DXY – NYBOT Dollar Index (Last:80.47)
– Posted in: Current Touts Rick's PicksThe hourly chart went impulsive last week, but there's no excitement yet on the 'daily'. In fact, the duel between bulls and bears looks like a draw at the moment, suggesting the dollar could slog sideways for a while before making a presumably minor move higher. The trend has been up for nearly three months, but it has been unimpressive and looks like it wants to remain so.
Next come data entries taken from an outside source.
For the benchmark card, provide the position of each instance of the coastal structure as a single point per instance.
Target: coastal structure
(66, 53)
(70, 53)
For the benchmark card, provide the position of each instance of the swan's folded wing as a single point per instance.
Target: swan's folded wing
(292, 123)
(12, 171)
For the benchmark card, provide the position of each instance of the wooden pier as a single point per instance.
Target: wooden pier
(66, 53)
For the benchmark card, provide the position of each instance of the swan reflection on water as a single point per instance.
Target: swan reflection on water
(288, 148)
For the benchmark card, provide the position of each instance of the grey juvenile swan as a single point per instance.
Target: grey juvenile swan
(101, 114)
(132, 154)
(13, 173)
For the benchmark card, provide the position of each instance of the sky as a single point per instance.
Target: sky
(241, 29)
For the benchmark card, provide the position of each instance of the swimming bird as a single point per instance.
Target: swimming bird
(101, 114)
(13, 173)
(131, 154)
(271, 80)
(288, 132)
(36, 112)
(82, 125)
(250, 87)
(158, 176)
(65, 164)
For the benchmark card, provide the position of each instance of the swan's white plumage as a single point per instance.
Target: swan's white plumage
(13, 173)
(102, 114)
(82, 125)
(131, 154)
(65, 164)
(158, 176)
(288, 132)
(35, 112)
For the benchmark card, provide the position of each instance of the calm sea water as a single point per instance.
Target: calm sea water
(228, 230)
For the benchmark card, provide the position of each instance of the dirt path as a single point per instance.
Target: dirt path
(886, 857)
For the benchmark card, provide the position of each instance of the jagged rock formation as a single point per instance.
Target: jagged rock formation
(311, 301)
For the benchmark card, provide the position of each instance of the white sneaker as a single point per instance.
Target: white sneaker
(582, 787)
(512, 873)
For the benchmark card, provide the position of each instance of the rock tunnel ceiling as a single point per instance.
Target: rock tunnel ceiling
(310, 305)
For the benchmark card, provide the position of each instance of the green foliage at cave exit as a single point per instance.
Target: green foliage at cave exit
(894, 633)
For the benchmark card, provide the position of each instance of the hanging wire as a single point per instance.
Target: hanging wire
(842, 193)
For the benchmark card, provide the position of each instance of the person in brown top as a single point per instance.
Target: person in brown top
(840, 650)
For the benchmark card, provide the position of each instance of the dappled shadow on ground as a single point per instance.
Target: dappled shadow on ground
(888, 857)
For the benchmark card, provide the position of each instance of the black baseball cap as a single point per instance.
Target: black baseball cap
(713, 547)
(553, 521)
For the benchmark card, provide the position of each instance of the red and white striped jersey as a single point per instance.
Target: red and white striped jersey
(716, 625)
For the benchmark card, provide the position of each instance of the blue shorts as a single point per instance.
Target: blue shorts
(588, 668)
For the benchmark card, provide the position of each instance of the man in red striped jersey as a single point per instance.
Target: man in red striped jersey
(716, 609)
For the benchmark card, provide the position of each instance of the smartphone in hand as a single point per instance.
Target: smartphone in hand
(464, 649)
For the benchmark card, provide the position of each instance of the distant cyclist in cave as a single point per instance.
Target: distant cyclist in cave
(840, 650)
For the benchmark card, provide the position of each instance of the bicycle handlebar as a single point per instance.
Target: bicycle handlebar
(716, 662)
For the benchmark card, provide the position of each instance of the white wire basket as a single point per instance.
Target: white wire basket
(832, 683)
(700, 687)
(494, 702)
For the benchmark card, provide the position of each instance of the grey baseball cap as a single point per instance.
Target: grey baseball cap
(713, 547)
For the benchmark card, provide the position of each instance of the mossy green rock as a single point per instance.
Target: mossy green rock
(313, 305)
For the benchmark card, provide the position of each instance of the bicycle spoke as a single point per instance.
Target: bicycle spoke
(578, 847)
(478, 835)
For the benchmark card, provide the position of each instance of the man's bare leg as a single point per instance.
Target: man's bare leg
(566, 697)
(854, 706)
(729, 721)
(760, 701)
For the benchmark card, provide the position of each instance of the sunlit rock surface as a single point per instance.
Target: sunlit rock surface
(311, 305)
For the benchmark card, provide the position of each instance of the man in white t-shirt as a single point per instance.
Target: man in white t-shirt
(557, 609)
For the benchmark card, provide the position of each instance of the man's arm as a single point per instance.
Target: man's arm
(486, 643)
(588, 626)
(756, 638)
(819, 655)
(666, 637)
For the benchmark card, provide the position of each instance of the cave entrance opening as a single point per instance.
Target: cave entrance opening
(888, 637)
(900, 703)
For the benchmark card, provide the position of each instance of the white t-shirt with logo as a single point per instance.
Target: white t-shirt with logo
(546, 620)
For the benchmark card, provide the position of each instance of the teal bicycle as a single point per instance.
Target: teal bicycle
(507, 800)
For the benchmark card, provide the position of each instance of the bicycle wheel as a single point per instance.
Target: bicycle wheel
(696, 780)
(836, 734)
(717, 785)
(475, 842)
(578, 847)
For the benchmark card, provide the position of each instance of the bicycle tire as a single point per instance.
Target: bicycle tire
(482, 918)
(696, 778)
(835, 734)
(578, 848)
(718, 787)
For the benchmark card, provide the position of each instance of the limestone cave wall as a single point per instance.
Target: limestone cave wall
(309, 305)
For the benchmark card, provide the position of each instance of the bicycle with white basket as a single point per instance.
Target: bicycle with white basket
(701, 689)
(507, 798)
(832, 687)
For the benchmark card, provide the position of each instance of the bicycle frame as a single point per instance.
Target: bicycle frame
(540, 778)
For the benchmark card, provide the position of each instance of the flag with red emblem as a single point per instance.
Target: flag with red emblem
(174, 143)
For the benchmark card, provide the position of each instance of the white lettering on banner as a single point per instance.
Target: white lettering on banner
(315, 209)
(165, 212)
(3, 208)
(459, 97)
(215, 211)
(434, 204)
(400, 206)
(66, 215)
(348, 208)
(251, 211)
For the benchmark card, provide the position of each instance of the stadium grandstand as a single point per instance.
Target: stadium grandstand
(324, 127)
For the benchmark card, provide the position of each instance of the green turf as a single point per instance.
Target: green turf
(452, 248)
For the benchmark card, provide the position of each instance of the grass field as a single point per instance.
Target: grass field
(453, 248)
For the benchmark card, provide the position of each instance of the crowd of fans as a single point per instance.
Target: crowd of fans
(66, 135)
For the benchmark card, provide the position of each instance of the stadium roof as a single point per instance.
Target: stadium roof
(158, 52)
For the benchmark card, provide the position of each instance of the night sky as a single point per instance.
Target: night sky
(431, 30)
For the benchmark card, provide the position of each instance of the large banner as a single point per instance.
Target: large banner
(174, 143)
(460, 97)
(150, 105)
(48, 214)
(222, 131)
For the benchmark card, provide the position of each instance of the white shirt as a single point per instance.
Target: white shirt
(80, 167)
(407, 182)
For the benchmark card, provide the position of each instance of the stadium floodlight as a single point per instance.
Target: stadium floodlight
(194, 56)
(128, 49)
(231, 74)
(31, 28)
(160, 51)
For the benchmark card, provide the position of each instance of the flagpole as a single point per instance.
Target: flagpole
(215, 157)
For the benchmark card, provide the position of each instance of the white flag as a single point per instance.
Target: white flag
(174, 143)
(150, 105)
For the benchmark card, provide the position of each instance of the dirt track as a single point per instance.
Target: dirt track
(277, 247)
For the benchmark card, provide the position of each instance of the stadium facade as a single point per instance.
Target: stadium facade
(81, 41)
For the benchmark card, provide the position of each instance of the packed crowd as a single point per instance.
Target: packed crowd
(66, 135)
SIH13 – March Silver (Last:33.145)
– Posted in: Current Touts Rick's PicksSilver's rally early Monday morning is a clone of the pattern I'd suggested using to get long on Friday. (Note: The trade failed to trigger, even on the one-minute chart.) Considering the effort it required to track and revise that dud, I'll avoid this opportunity like the plague. However, for those who are equipped with "camouflage" tools and a hazmat suit, I'll mention that the little nubbin at 33.430 highlighted in the chart could be used to leverage a bull trade with relatively little risk. Keep in mind, though, that although it can be satisfying to pare risk to relative nickels and dimes, the primary objective is to make money. In that regard, the odds are not especially encouraging for a bull trade here, since the larger pattern from which we would be extrapolating it is just "dueling" impulse legs on the daily chart. _______ UPDATE (December 11, 1:53 a.m. EST): A feint above 33.430 did indeed produce a tradable ABCD pattern with a halfway decent 'camo' entry opportunity, but the C-D follow-through leg would have been good for a ride no higher than 33.495 before Silver relapsed.